Por Andy Sullivan, Reuters

WASHINGTON - A última quinta feira marcou 20 anos que a Internet aprendeu a sorrir com Scott Fahlman, pesquisador da IBM que devotou sua vida profissional à inteligência artificial.

Fahlman é conhecido por seu trabalho com redes neurais --uma técnica computacional criada para imitar o cérebro humano-- e por ter ajudado a desenvolver a Common Lisp, uma linguagem de programação que usa símbolos em vez de números. Porém, o cientista barbado é talvez mais famoso por ter inspirado a definir a cultura da Internet, em toda a sua glória de erros gramaticais.

Em 19 de setembro de 1982 Fahlman digitou :-) em uma mensagem online.

Desde então, a carinha feliz (smiley) tornou-se item básico de qualquer comunicação online, permitindo a meninas de 12 anos e advogados de empresas a pontuar suas mensagens com um símbolo prático que significa "Ei, estou brincando".

A inovação de Fahlman tem inspirado desde aquela época a criação de incontáveis "emoticons" como ;-), para uma piscada, ou :-0, para mostrar surpresa.

"Eu certamente passei 10 vezes mais tempo falando com as pessoas sobre isso do que quando criei pela primeira vez", disse Fahlman de sua casa em Pittsburgh.

No início dos anos de 1980, redes de computadores eram raramente encontradas fora de universidades e instalações secretas governamentais.

Naquele tempo, discussões em primitivos "bulletin boards" (BBS) poderiam rapidamente tornarem-se violentas se usuários mais sensíveis interpretassem mal uma brincadeira.

E foi num desses momentos que a smiley de Fahlman surgiu. Depois de uma complicada piada sobre contaminação de mercúrio em um elevador, os usuários do BBS da universidade Carnegie Mellon propuseram uma série de marcadores para comentários mais engraçadinhos, como *, %, &, (#) e __/.

Porém Fahlman sugeriu :-), junto com o aviso "leia de lado" e a prática se espalhou pela Internet.

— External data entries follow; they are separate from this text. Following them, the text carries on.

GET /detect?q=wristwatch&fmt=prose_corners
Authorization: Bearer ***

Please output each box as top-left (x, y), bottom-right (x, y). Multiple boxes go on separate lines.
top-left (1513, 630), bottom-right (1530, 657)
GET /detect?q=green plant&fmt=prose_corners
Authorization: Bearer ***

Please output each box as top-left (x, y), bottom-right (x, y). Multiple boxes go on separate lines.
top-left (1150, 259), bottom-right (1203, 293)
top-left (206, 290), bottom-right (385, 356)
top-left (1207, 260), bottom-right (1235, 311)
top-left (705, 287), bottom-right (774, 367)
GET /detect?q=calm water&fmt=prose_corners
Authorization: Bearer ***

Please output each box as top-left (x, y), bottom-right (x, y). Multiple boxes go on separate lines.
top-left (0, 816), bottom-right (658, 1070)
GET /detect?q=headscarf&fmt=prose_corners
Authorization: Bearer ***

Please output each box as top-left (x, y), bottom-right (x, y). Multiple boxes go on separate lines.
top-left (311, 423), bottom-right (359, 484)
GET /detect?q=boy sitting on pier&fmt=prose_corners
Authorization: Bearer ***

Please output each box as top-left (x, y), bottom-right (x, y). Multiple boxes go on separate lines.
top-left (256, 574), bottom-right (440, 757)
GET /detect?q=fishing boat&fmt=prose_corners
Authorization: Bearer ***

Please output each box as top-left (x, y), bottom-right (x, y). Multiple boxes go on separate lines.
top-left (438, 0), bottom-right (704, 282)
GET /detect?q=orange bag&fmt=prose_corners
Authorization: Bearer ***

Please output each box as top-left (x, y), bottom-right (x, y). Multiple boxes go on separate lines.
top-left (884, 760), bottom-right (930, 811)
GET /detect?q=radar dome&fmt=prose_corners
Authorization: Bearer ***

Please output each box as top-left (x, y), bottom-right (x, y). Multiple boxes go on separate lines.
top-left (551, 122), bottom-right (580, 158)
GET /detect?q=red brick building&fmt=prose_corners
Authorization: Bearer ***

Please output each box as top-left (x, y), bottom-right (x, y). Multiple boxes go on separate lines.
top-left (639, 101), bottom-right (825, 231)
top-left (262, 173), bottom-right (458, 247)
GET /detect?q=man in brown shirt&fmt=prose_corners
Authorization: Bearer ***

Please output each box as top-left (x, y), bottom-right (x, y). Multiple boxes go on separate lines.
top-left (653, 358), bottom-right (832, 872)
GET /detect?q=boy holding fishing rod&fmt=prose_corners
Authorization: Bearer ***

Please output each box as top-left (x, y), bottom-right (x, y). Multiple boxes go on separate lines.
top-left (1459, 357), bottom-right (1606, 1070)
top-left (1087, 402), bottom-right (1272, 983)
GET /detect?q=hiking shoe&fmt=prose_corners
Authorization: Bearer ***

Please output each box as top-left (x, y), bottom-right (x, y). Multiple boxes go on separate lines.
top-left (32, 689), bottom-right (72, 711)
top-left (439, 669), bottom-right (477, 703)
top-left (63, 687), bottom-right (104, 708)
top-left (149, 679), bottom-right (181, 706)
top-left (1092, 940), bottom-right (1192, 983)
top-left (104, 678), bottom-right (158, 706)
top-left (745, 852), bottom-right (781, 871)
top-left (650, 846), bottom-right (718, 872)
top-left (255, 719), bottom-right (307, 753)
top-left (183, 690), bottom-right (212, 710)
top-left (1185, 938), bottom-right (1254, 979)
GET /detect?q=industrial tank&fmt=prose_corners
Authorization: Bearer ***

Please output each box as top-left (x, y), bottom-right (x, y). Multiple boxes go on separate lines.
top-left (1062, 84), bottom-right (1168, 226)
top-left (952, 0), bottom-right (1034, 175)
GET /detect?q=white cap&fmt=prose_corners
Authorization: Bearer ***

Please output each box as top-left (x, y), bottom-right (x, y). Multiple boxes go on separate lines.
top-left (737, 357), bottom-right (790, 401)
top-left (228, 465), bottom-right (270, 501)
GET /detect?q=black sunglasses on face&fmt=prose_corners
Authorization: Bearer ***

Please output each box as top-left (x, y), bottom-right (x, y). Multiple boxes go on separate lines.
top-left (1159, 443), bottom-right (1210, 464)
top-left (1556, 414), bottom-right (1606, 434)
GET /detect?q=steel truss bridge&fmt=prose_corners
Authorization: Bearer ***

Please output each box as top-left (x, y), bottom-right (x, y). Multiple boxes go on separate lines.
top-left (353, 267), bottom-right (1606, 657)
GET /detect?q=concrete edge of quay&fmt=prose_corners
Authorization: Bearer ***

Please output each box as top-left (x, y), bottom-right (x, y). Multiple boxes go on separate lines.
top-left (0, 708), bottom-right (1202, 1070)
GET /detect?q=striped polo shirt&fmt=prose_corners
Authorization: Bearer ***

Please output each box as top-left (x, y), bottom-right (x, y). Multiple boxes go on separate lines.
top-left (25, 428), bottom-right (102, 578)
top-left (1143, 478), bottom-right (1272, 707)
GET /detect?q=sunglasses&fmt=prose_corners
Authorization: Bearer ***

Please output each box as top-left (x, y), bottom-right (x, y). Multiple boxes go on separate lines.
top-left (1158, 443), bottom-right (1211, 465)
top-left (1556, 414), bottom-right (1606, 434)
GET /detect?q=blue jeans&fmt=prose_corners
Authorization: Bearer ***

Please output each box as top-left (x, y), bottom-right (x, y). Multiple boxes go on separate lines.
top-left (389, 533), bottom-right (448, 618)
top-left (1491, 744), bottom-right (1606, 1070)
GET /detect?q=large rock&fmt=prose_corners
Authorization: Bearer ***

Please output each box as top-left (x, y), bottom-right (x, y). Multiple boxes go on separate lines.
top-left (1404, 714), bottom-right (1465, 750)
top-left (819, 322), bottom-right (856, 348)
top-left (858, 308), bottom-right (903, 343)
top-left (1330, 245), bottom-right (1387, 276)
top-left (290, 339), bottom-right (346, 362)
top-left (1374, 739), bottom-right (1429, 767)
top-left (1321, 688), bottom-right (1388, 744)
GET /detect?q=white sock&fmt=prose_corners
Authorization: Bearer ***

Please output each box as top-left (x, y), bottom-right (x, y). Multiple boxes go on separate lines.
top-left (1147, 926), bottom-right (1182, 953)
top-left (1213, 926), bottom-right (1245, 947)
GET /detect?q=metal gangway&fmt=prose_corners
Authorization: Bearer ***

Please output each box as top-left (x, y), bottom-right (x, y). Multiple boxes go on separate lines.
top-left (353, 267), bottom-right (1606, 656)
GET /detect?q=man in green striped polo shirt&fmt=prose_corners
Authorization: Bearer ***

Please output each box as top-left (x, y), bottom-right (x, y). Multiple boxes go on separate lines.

Hoje, Yahoo!, Microsoft e America Online incorporaram emoticons em seus programas de mensagens instantâneas, enquanto companhias de telecomunicações, joalheiros e varejistas online registraram marcas de produtos e slogans que incorporam o símbolo. Apesar disso, Fahlman nunca viu um centavo de sua criação.

"Se custasse para as pessoas um centavo para usar, ninguém nunca teria usado. Este é meu pequeno presente para o mundo, para melhor ou para pior", disse o cientista.